We are heavily dependent on ORM (Object Relational Mapping ) frameworks for application development. Hibernate is a popular ORM in the Java realm where as ActiveRecords in Ruby in Rails support inbuilt ORM capability. Many times developer depends only on ORM and use it for all purposes, without trying to understand the advantages and its disadvantages, where to use and where not to use etc.
Many times developers who are addicted to ORM also believes that it is not necessary to know SQL as it will be taken care by ORM. Those who fall in this trap will create applications which will fire queries unnecessarily. Most common pitfall I noticed is the tendency of the developer to use database as a local variable. What I meant is when we use “object1.object2.name” in ORM, it can (not always) result in generating multiple queries to fetch the information.

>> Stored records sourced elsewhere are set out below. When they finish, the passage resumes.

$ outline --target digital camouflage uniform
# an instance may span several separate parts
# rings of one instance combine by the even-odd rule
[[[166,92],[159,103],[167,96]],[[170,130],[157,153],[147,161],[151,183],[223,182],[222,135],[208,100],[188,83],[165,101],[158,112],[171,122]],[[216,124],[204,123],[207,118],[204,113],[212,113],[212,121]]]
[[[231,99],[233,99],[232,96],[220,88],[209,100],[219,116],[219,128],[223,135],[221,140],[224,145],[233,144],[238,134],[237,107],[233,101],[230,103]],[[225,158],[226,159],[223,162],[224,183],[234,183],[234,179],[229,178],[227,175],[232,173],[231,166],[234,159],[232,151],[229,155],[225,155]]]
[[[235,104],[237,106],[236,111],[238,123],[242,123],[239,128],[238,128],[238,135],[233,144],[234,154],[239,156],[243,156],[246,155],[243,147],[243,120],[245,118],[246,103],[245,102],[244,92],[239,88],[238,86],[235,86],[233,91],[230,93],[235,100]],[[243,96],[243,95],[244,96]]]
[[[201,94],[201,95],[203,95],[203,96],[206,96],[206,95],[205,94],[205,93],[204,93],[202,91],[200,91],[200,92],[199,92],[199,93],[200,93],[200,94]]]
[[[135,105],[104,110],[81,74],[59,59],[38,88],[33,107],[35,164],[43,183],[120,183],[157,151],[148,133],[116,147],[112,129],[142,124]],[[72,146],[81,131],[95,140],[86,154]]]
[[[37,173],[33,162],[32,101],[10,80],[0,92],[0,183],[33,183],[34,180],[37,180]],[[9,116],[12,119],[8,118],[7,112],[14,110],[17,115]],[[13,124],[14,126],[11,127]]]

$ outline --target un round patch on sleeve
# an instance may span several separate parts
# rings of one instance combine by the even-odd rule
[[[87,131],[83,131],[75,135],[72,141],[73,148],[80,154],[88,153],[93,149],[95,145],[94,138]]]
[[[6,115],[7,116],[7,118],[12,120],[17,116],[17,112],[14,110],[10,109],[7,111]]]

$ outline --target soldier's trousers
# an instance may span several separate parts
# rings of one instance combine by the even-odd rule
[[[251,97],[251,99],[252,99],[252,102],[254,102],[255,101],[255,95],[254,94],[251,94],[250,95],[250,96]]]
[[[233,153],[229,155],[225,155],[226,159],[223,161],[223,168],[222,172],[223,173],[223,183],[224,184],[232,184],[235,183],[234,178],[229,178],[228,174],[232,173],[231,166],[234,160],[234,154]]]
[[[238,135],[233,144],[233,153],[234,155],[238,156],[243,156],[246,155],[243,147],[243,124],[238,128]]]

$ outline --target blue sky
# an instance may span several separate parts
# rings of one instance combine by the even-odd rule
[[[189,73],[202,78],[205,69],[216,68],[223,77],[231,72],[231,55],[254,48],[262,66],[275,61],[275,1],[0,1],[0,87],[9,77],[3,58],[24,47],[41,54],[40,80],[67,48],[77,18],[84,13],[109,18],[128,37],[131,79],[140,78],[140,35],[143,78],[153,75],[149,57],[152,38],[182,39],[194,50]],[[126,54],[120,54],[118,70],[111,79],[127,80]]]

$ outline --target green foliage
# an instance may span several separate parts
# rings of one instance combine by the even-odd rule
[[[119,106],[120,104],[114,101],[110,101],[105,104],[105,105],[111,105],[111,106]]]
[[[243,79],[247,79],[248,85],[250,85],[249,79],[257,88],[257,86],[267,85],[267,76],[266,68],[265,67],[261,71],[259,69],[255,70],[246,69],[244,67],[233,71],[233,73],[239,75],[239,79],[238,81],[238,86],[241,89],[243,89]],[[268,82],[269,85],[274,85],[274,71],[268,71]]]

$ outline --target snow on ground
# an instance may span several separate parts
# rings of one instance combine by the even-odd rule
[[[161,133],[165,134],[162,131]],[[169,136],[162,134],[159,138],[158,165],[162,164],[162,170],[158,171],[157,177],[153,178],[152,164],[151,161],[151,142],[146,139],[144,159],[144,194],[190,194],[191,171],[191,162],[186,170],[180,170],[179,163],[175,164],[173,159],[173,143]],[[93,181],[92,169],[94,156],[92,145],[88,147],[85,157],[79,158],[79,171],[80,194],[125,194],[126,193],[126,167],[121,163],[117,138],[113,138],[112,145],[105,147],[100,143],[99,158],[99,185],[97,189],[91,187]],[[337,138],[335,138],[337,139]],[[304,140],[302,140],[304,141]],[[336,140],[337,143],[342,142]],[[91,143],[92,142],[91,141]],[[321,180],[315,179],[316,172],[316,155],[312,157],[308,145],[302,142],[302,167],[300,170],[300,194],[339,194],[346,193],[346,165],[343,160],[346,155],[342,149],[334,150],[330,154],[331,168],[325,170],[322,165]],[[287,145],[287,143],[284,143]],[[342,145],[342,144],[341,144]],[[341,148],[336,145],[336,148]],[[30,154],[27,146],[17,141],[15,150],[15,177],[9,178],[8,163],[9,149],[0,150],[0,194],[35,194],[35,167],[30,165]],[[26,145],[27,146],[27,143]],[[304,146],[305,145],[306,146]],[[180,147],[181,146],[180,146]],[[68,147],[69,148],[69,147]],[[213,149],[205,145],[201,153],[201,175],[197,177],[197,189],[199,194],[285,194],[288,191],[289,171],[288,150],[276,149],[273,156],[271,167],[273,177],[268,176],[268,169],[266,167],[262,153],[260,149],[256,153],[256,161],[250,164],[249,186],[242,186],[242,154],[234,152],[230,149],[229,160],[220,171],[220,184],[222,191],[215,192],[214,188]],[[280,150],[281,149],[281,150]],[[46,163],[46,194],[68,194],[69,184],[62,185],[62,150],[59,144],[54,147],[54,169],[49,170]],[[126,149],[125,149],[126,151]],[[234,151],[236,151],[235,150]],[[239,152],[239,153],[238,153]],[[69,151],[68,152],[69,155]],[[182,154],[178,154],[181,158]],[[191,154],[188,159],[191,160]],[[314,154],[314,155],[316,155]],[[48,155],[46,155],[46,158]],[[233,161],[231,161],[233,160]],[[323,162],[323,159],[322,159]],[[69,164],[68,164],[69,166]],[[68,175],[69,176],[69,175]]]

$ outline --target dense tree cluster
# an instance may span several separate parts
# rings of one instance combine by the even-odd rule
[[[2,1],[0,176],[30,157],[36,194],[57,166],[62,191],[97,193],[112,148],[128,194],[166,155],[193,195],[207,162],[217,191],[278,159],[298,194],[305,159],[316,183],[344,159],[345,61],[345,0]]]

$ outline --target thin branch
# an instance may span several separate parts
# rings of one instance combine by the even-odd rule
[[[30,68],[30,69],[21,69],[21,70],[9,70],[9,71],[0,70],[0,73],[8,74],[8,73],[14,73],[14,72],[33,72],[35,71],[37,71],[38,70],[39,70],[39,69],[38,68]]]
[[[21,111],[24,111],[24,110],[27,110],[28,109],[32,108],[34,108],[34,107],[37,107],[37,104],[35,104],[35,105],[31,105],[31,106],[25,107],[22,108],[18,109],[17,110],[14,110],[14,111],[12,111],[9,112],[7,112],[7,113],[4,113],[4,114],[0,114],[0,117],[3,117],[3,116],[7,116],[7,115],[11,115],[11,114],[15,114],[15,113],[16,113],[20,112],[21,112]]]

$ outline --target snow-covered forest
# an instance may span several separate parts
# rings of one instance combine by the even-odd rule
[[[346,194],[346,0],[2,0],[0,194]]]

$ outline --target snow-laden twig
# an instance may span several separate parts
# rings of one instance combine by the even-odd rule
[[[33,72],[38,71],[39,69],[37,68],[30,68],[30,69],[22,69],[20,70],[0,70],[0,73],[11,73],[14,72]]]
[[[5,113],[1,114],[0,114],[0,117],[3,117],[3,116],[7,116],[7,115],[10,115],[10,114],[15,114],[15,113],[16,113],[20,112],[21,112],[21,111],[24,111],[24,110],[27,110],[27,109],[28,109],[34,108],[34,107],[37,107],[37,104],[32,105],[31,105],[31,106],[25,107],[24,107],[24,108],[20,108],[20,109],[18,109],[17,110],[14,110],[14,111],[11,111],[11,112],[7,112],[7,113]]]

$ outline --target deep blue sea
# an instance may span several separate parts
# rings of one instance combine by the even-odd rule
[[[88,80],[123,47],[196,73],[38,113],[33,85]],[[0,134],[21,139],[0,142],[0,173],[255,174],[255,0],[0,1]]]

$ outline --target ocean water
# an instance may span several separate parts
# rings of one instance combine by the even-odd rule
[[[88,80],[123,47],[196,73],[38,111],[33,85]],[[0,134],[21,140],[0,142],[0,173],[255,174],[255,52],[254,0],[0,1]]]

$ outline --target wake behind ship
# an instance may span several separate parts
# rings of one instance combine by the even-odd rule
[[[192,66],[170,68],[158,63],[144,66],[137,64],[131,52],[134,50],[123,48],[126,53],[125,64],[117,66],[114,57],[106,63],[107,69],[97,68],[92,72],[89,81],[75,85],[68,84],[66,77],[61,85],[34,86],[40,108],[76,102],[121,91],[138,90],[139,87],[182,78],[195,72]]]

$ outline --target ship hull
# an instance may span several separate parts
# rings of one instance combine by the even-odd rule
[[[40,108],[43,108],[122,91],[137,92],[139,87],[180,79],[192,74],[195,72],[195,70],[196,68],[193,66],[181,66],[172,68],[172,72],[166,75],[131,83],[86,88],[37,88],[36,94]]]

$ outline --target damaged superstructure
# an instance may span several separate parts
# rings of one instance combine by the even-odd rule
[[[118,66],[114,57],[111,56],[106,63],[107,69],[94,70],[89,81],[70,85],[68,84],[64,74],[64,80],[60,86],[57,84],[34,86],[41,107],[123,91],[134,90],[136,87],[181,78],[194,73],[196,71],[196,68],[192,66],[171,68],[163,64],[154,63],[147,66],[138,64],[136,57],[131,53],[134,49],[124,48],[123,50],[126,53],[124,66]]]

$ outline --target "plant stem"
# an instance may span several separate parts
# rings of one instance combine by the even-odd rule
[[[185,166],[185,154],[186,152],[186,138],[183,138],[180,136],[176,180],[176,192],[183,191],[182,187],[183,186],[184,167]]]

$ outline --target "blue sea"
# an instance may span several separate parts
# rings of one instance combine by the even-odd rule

Recently one of our application after a release started raising performance issues in production. We are using NewRelic and it really helped us to identify the hotspots. However NewRelic can provide the count of SQL queries and Queries in prepared state (with no actual parameter values). For example NewRelic will only highlight that the query “select * from department where city = ?” is fired 50 times during the execution of a method. It never tells what are the parameters used in 50 calls. However this information from NewRelic itself will help the development team to work on the hotspots.
I was looking for an option to identify the actual queries that are getting fired during the execution of each module in the application. I need all the queries with actual parameter values. We were using MySQL and on checking the documentation I noticed an option for “auto log”. Enabling this feature can help to log all queries an application is firing in a log which can be later extracted as a SQL statement for performance analysis and further optimization.
Here are the steps one need to do to extract the SQLs fired during the execution of an application module in MYSQL database.
 SET GLOBAL general_log=‘on’; // Turn on the general_log
 set GLOBAL log_output=‘table’; // Make sure that log is written to a table, so that it can be extracted using SQL.
 Unfortunately there is no primary key in the log table. So you need to note down the last event time. So get the last even time recorded in the log.
select event_time from mysql.general_log order by event_time desc limit 1;
| event_time |
| 2012-10-27 12:42:23|
 Now perform the test in the application. make sure you use a unique user name for the application to connect to MYSQL. This will really help us to extract the correct result from log table.
 Use the following query to extract the queries fired by the application during the test
select event_time,command_type,argument from mysql.general_log where command_type in ('Query','Execute') and event_time > '2012-10-27 12:42:23' and user_host like 'app_user%' order by event_time asc
In the above example “app_user” is the MYSQL user name used to connected to the database.
The above query will return all the queries that are fired from the application to MYSQL database during the execution of a particular module.
Once this information is obtained we can use it fr performance analysis and improvement.
 Once the queries are identified , turn off the logging as I believe it is expensive.
SET GLOBAL general_log=‘off’; // Note sure this will turn off. This is a guess work
Hope this will really help the developers who are using ORM heavily to optimize the SQL queries used in the application.